Anatomie de la misère humaine. Le documentaire de Jamie Roberts est actuellement sur Netflix. Splendeur, misère et pieds nickelés au programme !

Anatomie de la misère humaine. Le documentaire de Jamie Roberts est actuellement sur Netflix. Splendeur, misère et pieds nickelés au programme !

En mai 2010, cinq tableaux de maître sont volés au musée d’Art Moderne de la ville de Paris en une nuit. Le Pigeon aux petits pois, de Picasso, La Pastorale, de Matisse, L’Olivier près de l’Estaque, de Braque, La Femme à l’éventail, de Modigliani et Nature morte aux chandeliers, de Léger. La valeur estimée de l’ensemble de ces toiles diffère selon les sources : 100 millions d’euros selon la direction du musée, 500 millions d’euros selon le parquet de Paris. Le voleur n’est autre que Vjeran Tomic, dit l’homme-araignée. Le documentaire revient sur l’événement raconté par le voleur lui-même.

Le scenario a tout d’un Arsène Lupin ou d’un Agatha Christie. Quel est donc cet homme-araignée de Paris qui a fait ce casse historique ? Et pourtant… Rapidement, on se sent très mal à l’aise devant un Vjeran filmé face caméra qui raconte avec un langage qui ferait passer Audiard et Frédéric Dard pour des Précieuses comment depuis son enfance il a malgré lui basculé dans la délinquance. A sa décharge, Vjeran vit dans un milieu familial où la violence fait partie du quotidien. Précarité. Son père bat sa mère et le bat régulièrement. Il décroche scolairement, s’engage dans l’armée où il performe mais dès son retour dans la vie civile, il bascule de nouveau dans la délinquance en volant des autoradios puis en décidant de s’attaquer aux biens des riches habitants du triangle d’or de Paris et du 7e.

L’homme est une force de la nature et enchaine les exploits physiques pour aller détrousser les riches en gravissant les façades et en passant de toit en toit, avant même les acrobates de Parkour d’aujourd’hui.

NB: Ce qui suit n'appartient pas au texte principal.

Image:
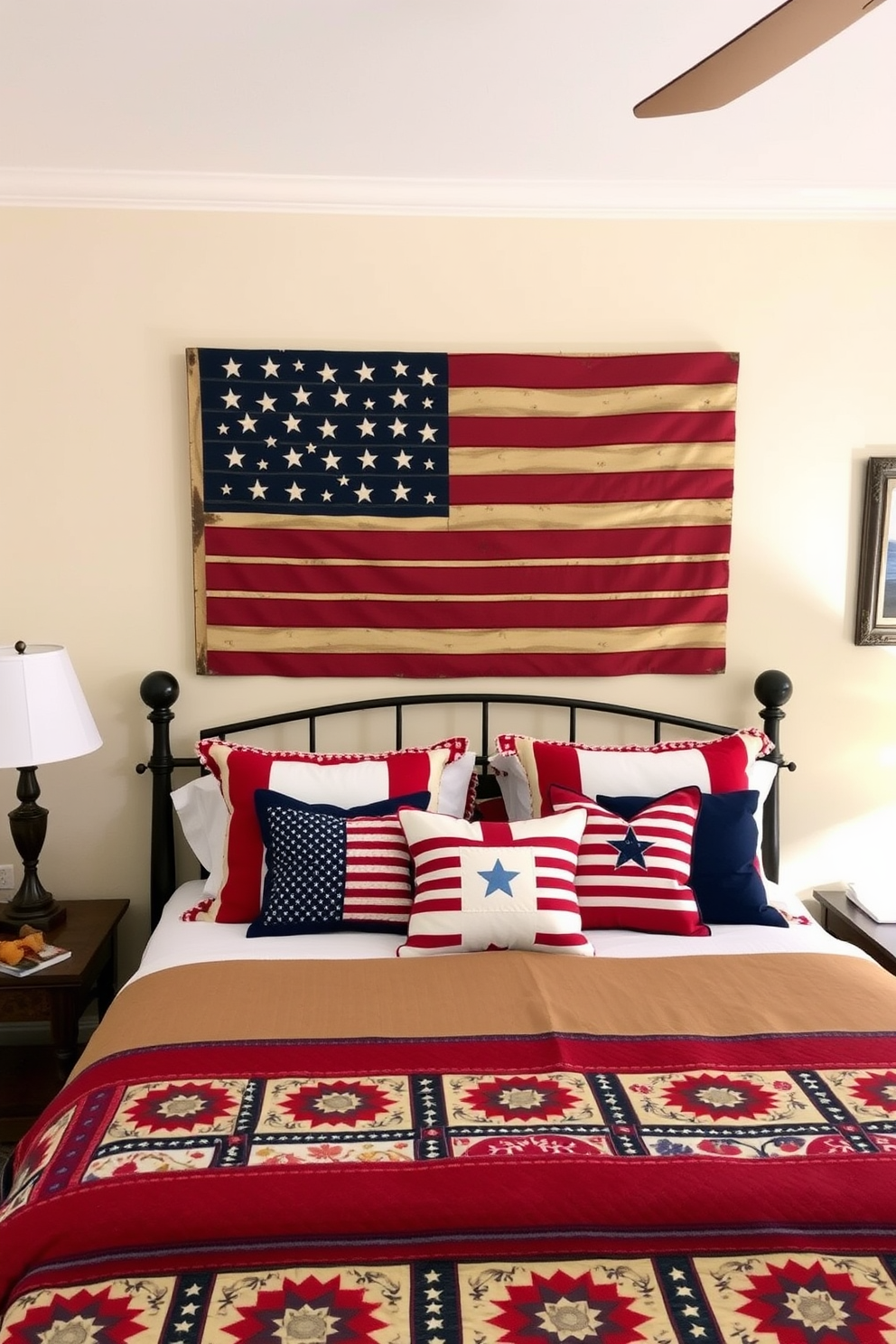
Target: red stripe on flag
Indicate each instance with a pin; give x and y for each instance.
(598, 488)
(592, 430)
(375, 613)
(592, 369)
(563, 580)
(689, 661)
(441, 546)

Il s’introduit la nuit chez les gens pendant leur sommeil et prend bijoux, tableaux. Il raconte son stress en grimpant, son émotion quand il s’agit de fouiller les chevets à proximité des dormeurs. L’homme à la mine patibulaire – mais presque 😉 – sourit et s’amuse devant la caméra des vols commis. La fierté et la désinvolture qui se dégagent du personnage étonnent. L’argumentaire développé contre les riches peine à convaincre et on en vient à douter de la pertinence du reportage, du focus fait sur le voleur plus que sur les victimes ou sur la police. Vjeran raconte la vie de délinquance et de l’argent facile, des fêtes et de la prostitution. Une vie jonchée d’instabilité et d’une certaine misère humaine alimentée par le vol qu’il considère comme un travail, un métier, en dehors de toute conscientisation de l’acte et de ses conséquences. Avec pour bonne conscience et comme seul moteur la haine des riches.

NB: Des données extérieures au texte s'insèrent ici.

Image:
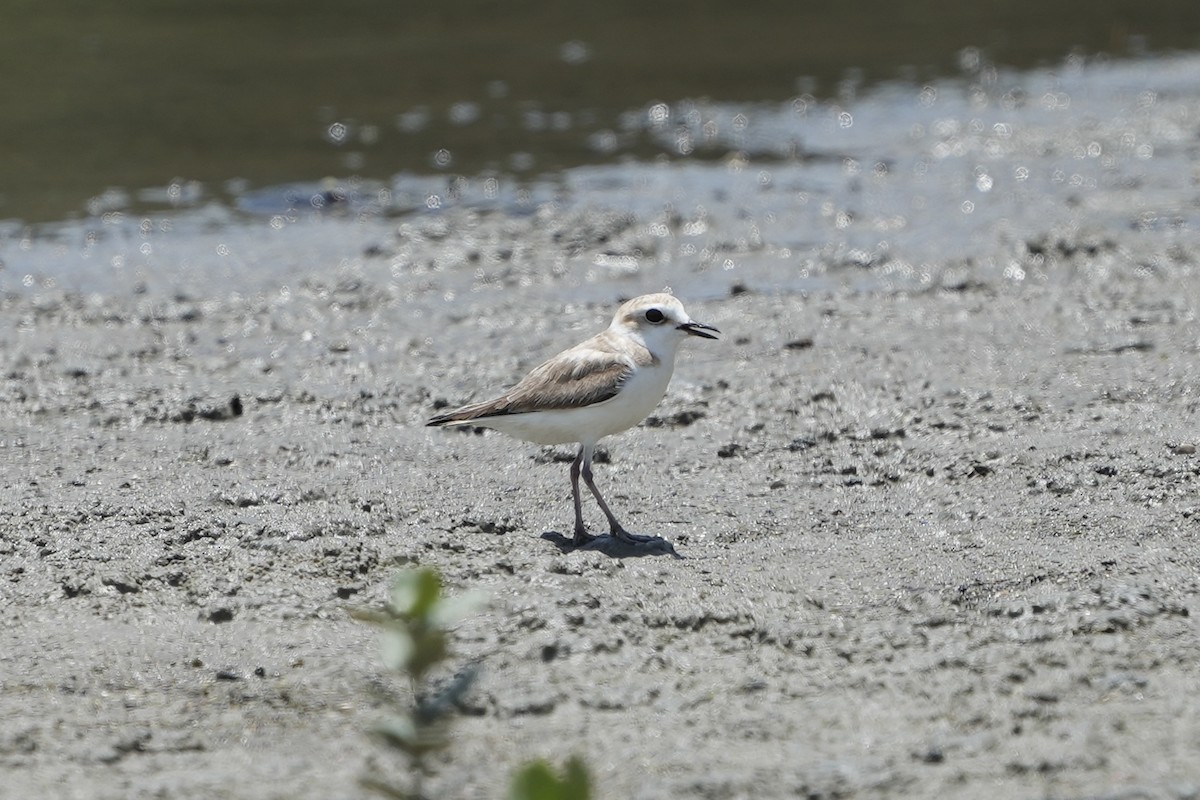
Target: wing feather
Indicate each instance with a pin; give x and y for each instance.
(583, 376)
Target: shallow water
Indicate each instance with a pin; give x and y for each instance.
(898, 186)
(137, 106)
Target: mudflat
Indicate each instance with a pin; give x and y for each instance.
(937, 512)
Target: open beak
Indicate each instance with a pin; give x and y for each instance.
(699, 329)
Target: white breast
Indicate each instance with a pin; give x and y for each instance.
(639, 396)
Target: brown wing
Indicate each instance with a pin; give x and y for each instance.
(574, 379)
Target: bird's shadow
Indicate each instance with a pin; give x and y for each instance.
(613, 547)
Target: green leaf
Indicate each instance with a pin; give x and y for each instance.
(415, 593)
(406, 734)
(538, 781)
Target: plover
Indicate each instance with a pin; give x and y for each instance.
(601, 386)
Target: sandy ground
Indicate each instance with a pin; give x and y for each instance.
(937, 531)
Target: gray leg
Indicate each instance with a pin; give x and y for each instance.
(615, 527)
(581, 533)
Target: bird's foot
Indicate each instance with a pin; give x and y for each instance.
(623, 535)
(582, 536)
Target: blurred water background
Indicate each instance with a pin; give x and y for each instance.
(131, 106)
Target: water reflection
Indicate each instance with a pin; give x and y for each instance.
(143, 96)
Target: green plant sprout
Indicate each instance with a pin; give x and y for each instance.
(415, 625)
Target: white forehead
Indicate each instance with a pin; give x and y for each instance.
(667, 304)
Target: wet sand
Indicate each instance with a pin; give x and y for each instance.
(936, 501)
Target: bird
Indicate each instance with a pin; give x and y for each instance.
(598, 388)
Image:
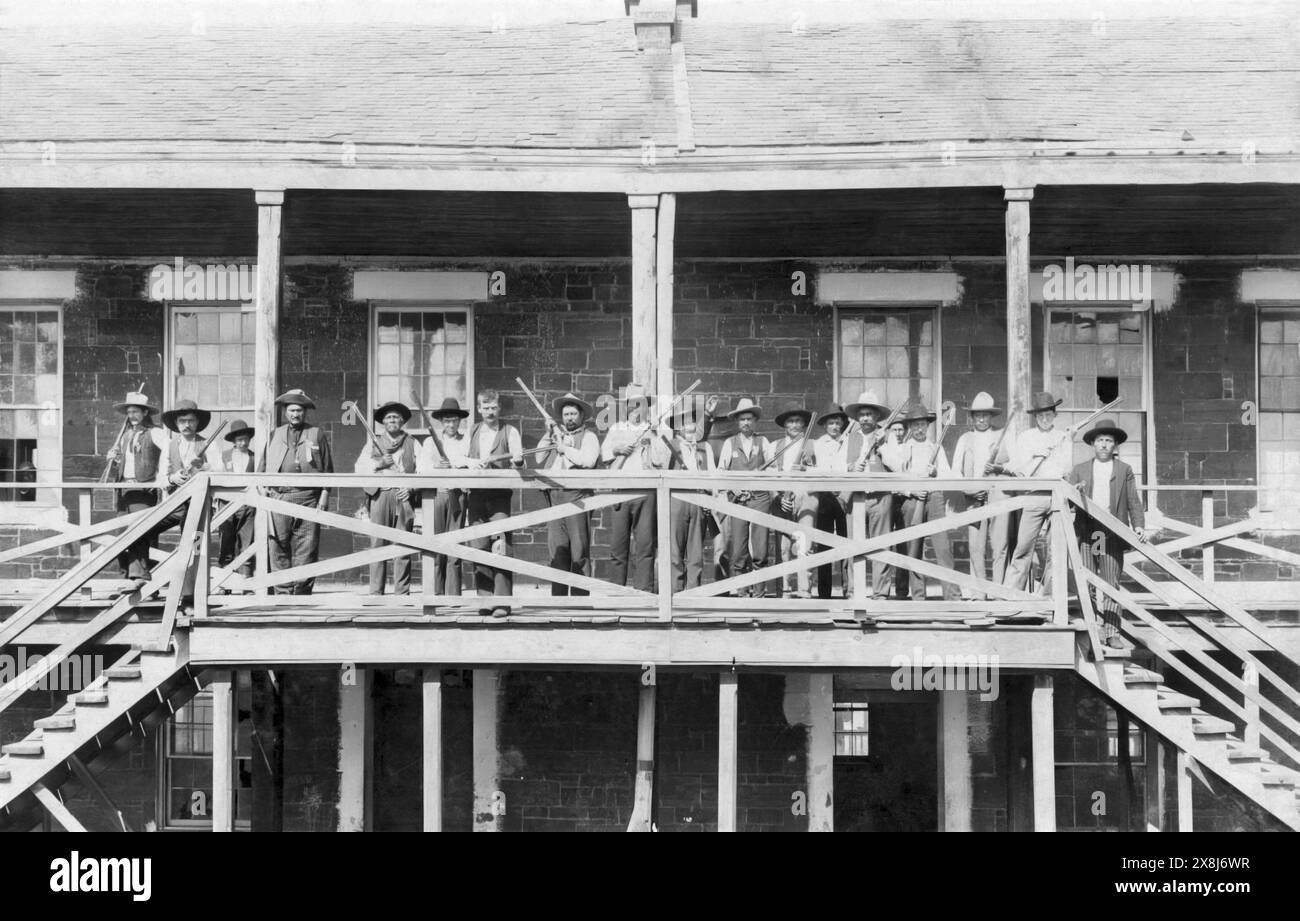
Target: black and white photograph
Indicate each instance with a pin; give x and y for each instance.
(650, 415)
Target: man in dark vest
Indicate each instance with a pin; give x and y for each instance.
(1110, 483)
(493, 445)
(573, 446)
(237, 530)
(390, 506)
(135, 457)
(295, 448)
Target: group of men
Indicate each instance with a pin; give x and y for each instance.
(840, 440)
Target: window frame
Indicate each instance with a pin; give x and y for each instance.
(1148, 364)
(38, 511)
(936, 344)
(376, 307)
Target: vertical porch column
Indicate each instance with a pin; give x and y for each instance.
(267, 342)
(488, 796)
(1044, 753)
(432, 684)
(1019, 347)
(222, 751)
(820, 751)
(954, 761)
(645, 288)
(355, 751)
(727, 744)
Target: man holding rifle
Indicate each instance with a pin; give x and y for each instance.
(295, 448)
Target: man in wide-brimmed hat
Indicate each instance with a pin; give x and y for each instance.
(394, 452)
(573, 445)
(919, 455)
(1110, 483)
(746, 452)
(449, 501)
(237, 531)
(1040, 452)
(975, 457)
(135, 458)
(295, 448)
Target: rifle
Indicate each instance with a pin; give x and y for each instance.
(430, 420)
(623, 458)
(1067, 436)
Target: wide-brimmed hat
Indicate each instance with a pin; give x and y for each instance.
(831, 411)
(791, 410)
(1105, 427)
(237, 428)
(983, 402)
(393, 406)
(295, 397)
(572, 400)
(135, 398)
(914, 410)
(183, 407)
(1041, 402)
(745, 405)
(867, 400)
(450, 407)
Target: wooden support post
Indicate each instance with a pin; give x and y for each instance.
(355, 748)
(645, 327)
(820, 792)
(222, 751)
(1251, 678)
(489, 800)
(1155, 792)
(432, 749)
(1044, 753)
(728, 725)
(663, 294)
(1208, 523)
(642, 799)
(1183, 778)
(1019, 344)
(954, 761)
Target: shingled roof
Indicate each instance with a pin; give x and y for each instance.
(584, 89)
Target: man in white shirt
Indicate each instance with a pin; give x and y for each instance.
(1041, 452)
(974, 458)
(919, 455)
(573, 446)
(633, 446)
(135, 457)
(447, 502)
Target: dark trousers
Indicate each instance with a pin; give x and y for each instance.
(917, 511)
(235, 536)
(633, 539)
(570, 540)
(135, 558)
(492, 505)
(688, 545)
(294, 541)
(393, 513)
(447, 510)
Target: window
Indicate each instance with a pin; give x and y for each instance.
(427, 351)
(850, 730)
(1092, 357)
(185, 755)
(891, 350)
(30, 401)
(211, 359)
(1279, 409)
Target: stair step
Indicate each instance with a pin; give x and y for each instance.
(122, 671)
(27, 748)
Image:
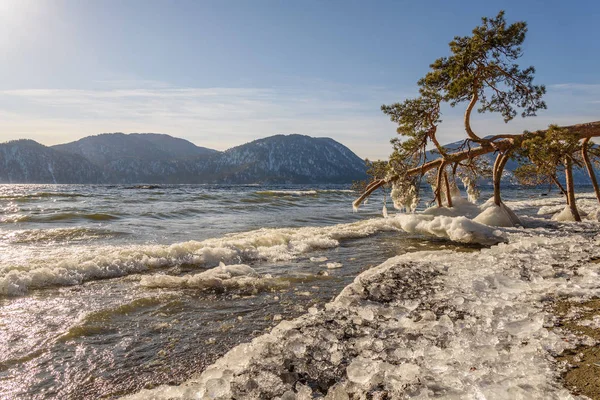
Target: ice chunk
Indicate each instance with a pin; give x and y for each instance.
(363, 371)
(494, 215)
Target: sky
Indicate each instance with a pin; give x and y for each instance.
(223, 73)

Le pire est probablement atteint lorsque le lien est alors établi avec le receleur répondant au nom de Corvez. L’homme au patronyme digne du Rastapopoulos de Tintin est antiquaire et escroc. Il n’est pas un téméraire. Le jour, il travaille avec de nombreux voleurs dans sa boutique parisienne et, la nuit, joue les grands bourgeois dans sa vie privée, nous dit le reportage. Une vie illusoire de bourgeois grotesque en grande banlieue qui repose sur la petite délinquance parisienne et le vol des riches parisiens, ce qui donne une belle idée de la grandeur de l’homme. Le reportage nous informe : Corvez est le commanditaire du vol, le génie du mal qui a oublié le génie.

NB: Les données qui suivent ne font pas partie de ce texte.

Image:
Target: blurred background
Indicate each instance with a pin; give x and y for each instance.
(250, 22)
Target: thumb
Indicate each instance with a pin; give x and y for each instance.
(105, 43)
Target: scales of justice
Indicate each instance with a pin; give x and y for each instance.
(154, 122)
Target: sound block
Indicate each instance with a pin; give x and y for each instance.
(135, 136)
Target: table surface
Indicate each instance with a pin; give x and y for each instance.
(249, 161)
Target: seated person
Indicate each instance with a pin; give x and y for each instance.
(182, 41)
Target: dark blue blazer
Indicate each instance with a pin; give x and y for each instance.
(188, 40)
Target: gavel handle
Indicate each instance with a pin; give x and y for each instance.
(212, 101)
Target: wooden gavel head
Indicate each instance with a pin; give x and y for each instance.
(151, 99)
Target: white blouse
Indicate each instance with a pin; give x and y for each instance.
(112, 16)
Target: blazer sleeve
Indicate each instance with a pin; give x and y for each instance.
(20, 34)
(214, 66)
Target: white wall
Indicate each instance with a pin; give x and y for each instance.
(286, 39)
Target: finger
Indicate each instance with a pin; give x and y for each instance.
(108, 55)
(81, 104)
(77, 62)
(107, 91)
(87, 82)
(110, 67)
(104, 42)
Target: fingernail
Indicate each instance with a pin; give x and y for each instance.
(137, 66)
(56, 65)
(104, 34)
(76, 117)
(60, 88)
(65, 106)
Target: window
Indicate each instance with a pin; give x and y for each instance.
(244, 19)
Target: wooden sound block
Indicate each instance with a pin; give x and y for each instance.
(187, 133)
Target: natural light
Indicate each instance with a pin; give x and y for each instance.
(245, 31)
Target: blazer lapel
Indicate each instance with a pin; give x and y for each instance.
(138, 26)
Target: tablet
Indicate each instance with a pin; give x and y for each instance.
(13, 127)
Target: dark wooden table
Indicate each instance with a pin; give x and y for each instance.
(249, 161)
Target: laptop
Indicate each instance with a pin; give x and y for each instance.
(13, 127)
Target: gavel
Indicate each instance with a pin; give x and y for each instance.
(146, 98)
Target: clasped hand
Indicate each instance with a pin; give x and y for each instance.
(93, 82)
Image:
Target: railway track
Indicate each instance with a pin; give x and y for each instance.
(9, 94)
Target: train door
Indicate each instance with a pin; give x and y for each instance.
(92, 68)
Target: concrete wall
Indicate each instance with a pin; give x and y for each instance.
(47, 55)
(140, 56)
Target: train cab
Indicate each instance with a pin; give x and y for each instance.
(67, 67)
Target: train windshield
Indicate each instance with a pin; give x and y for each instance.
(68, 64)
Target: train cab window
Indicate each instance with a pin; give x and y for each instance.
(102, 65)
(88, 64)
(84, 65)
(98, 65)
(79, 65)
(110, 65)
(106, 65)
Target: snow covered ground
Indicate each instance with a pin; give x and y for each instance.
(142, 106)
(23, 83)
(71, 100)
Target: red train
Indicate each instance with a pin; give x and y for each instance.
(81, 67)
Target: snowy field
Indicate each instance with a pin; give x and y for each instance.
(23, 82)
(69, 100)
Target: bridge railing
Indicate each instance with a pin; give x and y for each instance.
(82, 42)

Vjeran raconte alors comment il a réussi à entrer dans le Musée en passant simplement par une fenêtre dont il a démonté la vitre. Un peu plus, il rentrait par la porte… La partie peut-être la plus amusante du documentaire, si elle n’était pas dramatique pour les cinq tableaux. On pensait avoir touché le fond. Mais non. Fabrice Hergott, le directeur du Musée témoigne en évoquant une faille de sécurité majeure connue de la hiérarchie et de sa responsabilité en tant que directeur. Dans son bureau, assis devant sa bibliothèque, le notable témoigne. Il appuie sur la grande valeur des objets volés et sur l’aspect tragique de l’affaire pour l’histoire de la peinture. Et là le spectateur s’interroge. Il se moque de nous lui-aussi ? C’est une blague ? Mais comment un directeur responsable de la sécurité du Musée peut-il encore être en poste ? On relit plusieurs fois le sous-titre… Eh bien oui, j’ai bien lu, le gars est toujours en poste ! On recherche sur Wikipedia. Confirmé. Toujours en poste ! Un vol a été commis dans le Musée, cinq œuvres majeures ont disparu, le Monsieur est Chevalier de la Légion d’honneur et Officier des Arts et des lettres, il sait que son Musée est une passoire, il bafouille quelques mots, mal-à-l’aise devant la caméra et voilà. Miseria est mater omnium artium ! On se demande bien à quoi cela peut bien servir d’avoir un directeur !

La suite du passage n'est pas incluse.